Additionally, the city's income statement shows that total operating revenue climbed from $31.9 million in 2006 to $33.6 million in 2007 while non-operating revenue fell from $3.6 million to $2.8 million. Operating expenses also rose from $30.9 million to $34 million in the same period. At the end of fiscal year 2007, the fund balance stood at $52.5 million - up from $44.6 in 2006.
The management discussion and analysis portion of the audit called the fund balance increase significant and indicated the city's financial status is improving.
"However, the fund balance only slightly increased," according to the analysis. "For the city and WMU, problems exist for the general day-to-day operating revenues and expenses, exclusive of all other funds, revenues, grants, etc. For both the city and WMU, revenue is not keeping up with expenses."

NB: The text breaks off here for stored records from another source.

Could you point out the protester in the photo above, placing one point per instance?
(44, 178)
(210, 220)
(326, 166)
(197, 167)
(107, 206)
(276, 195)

The analysis also notes construction of WMU's new wastewater treatment plant, its $55 million consent decree with the U.S. Environmental Protection Agency, and the need for more water supply.
"WMU faces a host of issues that need to be addressed," the analysis says.
Among the major projects that were started or completed in the 2007 fiscal year were the $93,000 Denny Avenue Curb and Gutter Project, numerous paving projects and more than $68,000 of improvements to City Hall buildings for the city's police, fire-EMS and public works departments. The North Main Storm Sewer Improvement Project was completed in fiscal year 2008.
The audit also identifies several upcoming projects, including the pool project at College Park Gym and drainage projects in Fort Estill Subdivision, on Boone and Belmont avenues and on Short Street.
Only one finding was included in the audit, suggesting that no one on staff has sufficient knowledge to meet generally accepted accounting principals in financial reporting. But city officials responded that they plan to take corrective action.
After the meeting, Mayor Ed Burtner said the audit demonstrates the professionalism of city staff and their ability to accurately account for the city's finances.
"I think we have a clear picture of where we stand - It's exactly where we knew the city to be when talked about budget issues during this past year," he said. "We have some challenges, we have some issues and difficulties that we have to confront, but for the most part the city is in fairly good shape."